Cuando cada uno de los jóvenes hubo recibido su paquete, Peña ordenó que retirasen la cuerda y desenvolvieran la tela engrasada. Josep desató el suyo con cuidado y se metió el cordón en el bolsillo. Descubrió que bajo el envoltorio exterior había otras dos capas.
Bajo el tercer envoltorio -ahí dentro, esperando ser descubierta como el fruto seco dentro de su cáscara-, había un arma.
13
– Es el arma adecuada para un soldado -explicó el sargento-. Un Colt del 44. Hoy en día se ven muchos como éste, restos de la guerra de secesión americana. Hace unos agujeros tremendos y el peso no está mal para cargarla… Un kilo, o un pelo más. Si sólo disparase una bala, sería una pistola.

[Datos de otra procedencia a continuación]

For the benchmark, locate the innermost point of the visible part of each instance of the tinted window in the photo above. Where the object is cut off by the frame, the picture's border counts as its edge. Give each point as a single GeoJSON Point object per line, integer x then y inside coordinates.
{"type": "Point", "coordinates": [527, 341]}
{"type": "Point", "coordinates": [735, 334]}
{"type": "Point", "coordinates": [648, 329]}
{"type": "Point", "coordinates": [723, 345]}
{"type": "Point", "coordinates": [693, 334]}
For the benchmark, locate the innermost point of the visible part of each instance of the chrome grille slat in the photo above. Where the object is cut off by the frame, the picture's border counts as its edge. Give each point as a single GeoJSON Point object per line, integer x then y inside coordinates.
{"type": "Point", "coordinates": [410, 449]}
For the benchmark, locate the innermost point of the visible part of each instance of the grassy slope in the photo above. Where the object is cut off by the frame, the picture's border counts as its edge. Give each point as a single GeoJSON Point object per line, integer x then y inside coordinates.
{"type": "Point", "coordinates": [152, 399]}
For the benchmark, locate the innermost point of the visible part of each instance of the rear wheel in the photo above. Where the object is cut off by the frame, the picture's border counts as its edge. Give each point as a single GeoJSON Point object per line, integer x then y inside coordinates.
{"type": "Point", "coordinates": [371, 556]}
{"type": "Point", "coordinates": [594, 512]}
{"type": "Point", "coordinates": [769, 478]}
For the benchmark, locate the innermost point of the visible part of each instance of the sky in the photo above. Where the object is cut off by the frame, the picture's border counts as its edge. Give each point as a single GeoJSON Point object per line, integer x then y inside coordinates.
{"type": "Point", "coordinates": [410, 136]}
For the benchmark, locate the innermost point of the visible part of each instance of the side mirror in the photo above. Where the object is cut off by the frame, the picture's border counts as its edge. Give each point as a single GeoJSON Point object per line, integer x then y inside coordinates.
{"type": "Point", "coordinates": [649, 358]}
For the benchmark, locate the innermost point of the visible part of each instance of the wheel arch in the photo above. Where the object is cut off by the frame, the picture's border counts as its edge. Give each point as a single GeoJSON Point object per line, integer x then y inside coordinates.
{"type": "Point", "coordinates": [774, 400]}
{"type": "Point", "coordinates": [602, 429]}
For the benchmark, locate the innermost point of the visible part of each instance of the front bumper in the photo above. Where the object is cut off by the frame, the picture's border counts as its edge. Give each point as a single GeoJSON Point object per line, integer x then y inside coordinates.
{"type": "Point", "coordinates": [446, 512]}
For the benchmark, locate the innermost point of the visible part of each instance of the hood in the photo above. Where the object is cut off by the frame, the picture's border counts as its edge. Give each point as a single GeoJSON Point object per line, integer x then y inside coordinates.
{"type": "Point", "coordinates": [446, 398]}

Pero esta arma dispone de seis balas, cargadas en un cilindro giratorio, o sea, que es un revólver. ¿Entendido?
Les enseñó a quitar la pequeña cuña que había delante de la cámara, lo que permitía desencajar el barril para limpiarlo. La caja que había cargado Guillem contenía trapos y enseguida los jóvenes se concentraron en frotar la capa grasienta que hasta entonces había protegido las armas.
Josep frotó con su trapo aquel metal que había pasado ya tantas veces por los procesos sucesivos de uso y limpieza que casi la mitad de la pátina había desaparecido en manos ajenas. Experimentó la incómoda sensación instintiva de que aquella arma había sido disparada en combate, instrumento letal que había herido y matado a otros hombres, y le tuvo más miedo que al perro de Ángel.
El sargento repartió más provisiones de la caja de Guillem: dio a cada joven un calcetín relleno de pólvora; un pesado saquito de balas de plomo; un tubo de cuero vacío y cerrado por un extremo; un cuenquito de madera lleno de sebo; una varilla para limpiar; una bolsa llena de unos objetos minúsculos que parecían tazas pero apenas medían lo mismo que la uña del meñique de Josep; dos extrañas herramientas metálicas, una de las cuales tenía la punta afilada.